WASHINGTON — America’s weather is stuck on extreme.

Nearly 11 feet of snow has fallen on Anchorage, Alaska, this winter. That’s almost a record, and it’s forcing the city to haul away at least 250,000 tons of snow. Yet not much snow has dropped on the Lower 48 this year.

The first three months of 2012 have seen twice the normal number of tornadoes. And 36 states set daily high temperature records Thursday. So far this month, the U.S. has set 1,757 daily high temperature records. That’s similar to the number during last summer’s heat wave, said Jake Crouch, a climate scientist for the National Oceanic and Atmospheric Administration.

Six rare, but not unprecedented, March tornadoes struck Thursday in Michigan, which also set 26 heat records. Temperatures were in the 80s in some parts of the state.

Nationwide, there have been 132 tornadoes confirmed in January and February, with preliminary reports of more than 150 already in March.

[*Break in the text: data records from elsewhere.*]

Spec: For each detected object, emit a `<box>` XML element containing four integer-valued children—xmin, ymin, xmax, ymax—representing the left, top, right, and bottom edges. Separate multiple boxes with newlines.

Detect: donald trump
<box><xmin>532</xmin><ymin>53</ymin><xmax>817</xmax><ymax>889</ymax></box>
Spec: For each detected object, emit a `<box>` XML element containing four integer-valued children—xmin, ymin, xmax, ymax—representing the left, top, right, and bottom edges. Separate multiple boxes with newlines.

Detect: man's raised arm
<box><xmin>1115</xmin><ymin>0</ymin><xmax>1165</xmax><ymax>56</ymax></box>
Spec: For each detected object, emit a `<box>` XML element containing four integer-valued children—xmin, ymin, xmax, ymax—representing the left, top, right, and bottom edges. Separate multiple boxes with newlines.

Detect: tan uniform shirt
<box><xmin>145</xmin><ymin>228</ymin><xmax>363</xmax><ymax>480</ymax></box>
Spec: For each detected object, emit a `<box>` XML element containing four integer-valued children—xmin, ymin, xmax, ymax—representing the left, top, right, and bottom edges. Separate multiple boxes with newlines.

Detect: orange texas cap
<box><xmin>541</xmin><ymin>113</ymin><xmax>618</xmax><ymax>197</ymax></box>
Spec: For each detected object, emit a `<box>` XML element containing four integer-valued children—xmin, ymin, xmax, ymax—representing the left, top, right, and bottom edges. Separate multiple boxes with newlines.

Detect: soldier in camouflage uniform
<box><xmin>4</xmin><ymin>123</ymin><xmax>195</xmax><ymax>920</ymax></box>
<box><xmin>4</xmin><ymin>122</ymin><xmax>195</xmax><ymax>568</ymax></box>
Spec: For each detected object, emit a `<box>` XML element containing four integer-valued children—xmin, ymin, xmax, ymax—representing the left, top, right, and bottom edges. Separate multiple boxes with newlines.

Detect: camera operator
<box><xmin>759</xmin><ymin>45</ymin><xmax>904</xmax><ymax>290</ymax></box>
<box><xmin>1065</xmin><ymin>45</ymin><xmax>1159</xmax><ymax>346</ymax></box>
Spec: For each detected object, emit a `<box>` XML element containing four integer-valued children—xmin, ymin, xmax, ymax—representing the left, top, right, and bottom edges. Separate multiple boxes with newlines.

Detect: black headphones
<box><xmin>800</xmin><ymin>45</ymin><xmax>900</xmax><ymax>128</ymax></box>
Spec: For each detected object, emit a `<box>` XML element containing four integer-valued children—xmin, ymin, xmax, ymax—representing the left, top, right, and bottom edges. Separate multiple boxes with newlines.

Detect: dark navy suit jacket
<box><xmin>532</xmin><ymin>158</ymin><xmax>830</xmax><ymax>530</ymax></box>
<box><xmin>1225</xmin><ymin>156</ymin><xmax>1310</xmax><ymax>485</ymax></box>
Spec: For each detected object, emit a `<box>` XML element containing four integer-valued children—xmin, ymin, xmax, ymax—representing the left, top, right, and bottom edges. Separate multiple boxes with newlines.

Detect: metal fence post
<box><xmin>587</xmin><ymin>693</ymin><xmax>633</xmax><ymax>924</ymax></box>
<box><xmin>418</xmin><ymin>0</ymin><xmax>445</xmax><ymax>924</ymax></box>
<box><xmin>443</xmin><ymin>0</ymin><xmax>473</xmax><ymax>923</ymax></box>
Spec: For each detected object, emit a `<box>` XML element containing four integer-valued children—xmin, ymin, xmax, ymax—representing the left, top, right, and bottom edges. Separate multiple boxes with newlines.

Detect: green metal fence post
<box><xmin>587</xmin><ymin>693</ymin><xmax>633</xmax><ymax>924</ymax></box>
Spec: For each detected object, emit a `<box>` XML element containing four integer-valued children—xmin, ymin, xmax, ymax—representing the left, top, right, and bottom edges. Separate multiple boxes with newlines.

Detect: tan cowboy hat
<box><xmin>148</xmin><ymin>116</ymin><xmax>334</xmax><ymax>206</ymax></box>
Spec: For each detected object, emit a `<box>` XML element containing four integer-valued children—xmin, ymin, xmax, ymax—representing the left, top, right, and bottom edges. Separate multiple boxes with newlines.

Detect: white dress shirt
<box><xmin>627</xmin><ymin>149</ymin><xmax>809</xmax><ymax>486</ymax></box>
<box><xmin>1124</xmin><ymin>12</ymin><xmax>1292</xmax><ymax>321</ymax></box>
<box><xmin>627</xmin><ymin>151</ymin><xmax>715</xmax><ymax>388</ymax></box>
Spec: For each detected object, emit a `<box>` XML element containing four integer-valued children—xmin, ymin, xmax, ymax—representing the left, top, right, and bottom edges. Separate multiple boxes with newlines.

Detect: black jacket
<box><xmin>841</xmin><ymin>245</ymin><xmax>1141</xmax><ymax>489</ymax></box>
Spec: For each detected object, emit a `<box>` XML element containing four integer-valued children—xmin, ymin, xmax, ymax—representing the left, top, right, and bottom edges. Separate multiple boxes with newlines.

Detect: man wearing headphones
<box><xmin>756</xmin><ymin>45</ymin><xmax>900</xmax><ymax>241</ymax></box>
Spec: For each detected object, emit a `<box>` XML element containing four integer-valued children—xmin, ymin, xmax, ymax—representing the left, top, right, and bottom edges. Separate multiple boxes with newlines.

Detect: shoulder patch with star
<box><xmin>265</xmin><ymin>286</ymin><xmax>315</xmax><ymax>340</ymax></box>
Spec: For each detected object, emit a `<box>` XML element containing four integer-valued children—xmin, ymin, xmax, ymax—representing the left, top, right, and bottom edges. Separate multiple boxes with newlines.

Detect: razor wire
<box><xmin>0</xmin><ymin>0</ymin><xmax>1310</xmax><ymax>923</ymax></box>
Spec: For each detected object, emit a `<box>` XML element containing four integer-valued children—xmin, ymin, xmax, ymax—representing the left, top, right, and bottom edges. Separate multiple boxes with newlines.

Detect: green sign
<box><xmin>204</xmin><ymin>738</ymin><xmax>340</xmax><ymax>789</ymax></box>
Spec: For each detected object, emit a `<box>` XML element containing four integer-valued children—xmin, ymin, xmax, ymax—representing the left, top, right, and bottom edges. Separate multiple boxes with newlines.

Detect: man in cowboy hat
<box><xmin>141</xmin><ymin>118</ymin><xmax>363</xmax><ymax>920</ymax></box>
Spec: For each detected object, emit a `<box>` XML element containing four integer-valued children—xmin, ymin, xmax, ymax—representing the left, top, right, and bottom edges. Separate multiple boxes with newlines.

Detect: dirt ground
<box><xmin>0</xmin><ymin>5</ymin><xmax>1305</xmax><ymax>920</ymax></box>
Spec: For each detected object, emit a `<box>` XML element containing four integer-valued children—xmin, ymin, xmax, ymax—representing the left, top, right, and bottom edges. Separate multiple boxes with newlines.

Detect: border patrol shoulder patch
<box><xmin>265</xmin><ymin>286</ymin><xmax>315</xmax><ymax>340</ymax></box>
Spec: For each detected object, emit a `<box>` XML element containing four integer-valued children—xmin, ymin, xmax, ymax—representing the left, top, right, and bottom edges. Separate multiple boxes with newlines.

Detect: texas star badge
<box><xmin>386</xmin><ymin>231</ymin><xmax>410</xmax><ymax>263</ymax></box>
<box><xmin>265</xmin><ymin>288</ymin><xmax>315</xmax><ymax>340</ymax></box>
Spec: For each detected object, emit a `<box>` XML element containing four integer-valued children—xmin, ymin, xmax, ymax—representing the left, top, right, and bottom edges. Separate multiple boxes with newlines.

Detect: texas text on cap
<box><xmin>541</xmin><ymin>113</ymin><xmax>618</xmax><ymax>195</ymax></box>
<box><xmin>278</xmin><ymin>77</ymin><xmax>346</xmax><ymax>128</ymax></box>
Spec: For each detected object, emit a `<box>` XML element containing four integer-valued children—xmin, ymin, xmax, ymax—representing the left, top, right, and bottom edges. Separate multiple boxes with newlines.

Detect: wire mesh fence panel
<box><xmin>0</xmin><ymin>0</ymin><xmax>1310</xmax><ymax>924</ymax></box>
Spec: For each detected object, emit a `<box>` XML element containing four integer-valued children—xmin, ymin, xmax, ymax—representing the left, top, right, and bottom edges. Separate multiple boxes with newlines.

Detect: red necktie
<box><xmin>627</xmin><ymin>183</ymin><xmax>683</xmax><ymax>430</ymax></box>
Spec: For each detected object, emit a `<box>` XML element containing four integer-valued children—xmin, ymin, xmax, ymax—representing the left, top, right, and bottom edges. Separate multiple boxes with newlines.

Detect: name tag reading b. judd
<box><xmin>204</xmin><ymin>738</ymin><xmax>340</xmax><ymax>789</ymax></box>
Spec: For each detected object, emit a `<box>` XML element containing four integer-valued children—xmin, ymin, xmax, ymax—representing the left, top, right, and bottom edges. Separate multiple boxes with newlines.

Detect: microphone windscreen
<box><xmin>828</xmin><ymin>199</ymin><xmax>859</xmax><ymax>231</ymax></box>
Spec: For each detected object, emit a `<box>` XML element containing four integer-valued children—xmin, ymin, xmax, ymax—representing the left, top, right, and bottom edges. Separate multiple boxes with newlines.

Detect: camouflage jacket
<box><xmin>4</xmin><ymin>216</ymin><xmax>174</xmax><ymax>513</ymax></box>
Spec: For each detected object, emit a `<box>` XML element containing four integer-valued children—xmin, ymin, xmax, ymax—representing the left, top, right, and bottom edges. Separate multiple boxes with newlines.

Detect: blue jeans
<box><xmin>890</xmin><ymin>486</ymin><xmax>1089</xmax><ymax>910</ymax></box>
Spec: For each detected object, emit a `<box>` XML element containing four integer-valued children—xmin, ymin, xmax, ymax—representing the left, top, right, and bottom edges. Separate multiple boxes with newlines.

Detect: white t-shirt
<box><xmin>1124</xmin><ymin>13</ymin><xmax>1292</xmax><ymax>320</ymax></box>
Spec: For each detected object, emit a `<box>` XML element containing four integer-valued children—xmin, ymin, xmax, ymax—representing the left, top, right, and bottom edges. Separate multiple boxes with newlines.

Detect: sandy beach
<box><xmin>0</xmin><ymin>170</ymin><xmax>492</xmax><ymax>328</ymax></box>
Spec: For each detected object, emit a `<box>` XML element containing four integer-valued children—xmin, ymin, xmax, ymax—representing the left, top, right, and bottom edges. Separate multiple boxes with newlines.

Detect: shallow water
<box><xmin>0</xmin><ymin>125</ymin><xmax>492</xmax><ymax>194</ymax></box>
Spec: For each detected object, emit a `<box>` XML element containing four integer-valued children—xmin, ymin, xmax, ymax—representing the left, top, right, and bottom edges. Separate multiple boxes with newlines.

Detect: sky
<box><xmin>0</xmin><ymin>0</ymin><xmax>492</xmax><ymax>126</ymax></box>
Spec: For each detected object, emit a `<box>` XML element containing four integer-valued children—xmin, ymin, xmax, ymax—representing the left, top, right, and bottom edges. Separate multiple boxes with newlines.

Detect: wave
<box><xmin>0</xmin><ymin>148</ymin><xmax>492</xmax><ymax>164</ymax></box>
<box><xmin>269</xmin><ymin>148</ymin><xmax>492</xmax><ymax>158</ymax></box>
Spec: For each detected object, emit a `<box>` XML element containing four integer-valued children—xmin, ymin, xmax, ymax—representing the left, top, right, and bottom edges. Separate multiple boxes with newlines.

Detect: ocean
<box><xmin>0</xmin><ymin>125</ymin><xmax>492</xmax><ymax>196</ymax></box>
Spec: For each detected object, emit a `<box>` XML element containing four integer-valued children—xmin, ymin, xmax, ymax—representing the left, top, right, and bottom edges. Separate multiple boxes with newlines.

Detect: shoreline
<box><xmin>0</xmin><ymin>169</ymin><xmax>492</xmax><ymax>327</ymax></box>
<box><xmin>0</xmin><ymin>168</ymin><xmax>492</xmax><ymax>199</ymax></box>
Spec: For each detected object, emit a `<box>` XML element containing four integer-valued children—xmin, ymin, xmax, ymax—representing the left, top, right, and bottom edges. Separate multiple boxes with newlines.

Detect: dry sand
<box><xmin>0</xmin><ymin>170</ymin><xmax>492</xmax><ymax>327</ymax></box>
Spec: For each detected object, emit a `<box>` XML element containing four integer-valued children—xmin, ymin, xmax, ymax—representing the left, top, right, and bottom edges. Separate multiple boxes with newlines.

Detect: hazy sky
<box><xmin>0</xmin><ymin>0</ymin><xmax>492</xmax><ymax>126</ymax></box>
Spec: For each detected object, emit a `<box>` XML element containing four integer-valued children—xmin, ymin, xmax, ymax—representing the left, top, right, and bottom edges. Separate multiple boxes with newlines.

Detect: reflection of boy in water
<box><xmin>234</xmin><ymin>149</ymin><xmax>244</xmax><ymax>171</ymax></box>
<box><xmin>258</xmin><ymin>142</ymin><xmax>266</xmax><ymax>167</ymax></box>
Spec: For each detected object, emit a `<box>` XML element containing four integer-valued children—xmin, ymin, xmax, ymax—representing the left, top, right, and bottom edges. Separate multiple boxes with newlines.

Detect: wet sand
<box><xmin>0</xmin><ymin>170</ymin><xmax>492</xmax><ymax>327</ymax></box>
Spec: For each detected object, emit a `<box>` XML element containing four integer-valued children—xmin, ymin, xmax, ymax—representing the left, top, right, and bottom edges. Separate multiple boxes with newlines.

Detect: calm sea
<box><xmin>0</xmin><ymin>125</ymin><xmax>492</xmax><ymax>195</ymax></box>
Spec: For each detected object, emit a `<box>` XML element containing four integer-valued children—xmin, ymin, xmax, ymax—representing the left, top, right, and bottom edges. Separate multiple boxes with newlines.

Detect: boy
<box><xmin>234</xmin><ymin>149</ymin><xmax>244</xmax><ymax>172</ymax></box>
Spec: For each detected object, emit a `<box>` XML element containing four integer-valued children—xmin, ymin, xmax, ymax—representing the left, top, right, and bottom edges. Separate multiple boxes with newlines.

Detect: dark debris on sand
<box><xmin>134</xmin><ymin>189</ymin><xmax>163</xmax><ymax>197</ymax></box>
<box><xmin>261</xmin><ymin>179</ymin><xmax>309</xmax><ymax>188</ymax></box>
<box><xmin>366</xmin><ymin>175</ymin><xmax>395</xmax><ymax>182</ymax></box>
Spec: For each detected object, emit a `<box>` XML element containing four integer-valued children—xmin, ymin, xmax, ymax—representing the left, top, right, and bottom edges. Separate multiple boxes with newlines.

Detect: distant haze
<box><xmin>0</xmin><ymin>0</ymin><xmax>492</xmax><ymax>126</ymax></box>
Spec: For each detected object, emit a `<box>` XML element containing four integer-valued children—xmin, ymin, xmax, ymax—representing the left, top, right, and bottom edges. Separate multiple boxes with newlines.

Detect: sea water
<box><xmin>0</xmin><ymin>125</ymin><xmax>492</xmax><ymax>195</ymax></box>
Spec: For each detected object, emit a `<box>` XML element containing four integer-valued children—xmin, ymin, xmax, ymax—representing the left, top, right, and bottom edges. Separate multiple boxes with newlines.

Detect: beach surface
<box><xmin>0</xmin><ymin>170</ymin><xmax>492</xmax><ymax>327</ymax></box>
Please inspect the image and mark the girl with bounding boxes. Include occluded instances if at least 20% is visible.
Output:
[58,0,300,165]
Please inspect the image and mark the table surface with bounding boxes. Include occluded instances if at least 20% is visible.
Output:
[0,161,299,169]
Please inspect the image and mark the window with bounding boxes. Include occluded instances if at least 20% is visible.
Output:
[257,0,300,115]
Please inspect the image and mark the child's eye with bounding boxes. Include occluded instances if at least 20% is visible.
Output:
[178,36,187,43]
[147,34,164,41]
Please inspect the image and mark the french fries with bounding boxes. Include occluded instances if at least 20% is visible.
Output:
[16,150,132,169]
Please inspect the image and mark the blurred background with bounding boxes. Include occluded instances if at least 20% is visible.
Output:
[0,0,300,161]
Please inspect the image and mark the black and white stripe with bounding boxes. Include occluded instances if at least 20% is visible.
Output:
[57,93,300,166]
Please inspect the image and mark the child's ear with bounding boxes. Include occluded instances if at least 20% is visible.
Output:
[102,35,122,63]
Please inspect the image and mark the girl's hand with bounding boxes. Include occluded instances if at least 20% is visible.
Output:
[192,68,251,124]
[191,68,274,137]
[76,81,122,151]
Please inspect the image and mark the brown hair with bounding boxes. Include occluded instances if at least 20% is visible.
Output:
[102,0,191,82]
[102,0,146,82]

Two different weather phenomena — La Niña and its northern cousin, the Arctic Oscillation — shift storm and temperature patterns through the world, meteorologists say. Scientists say you cannot link a single weather event to global warming.

However, climate scientist Andrew Weaver of the University of Victoria says: “When you start to see the extreme events become more common, that’s when you can say that it is a consequence of global warming.”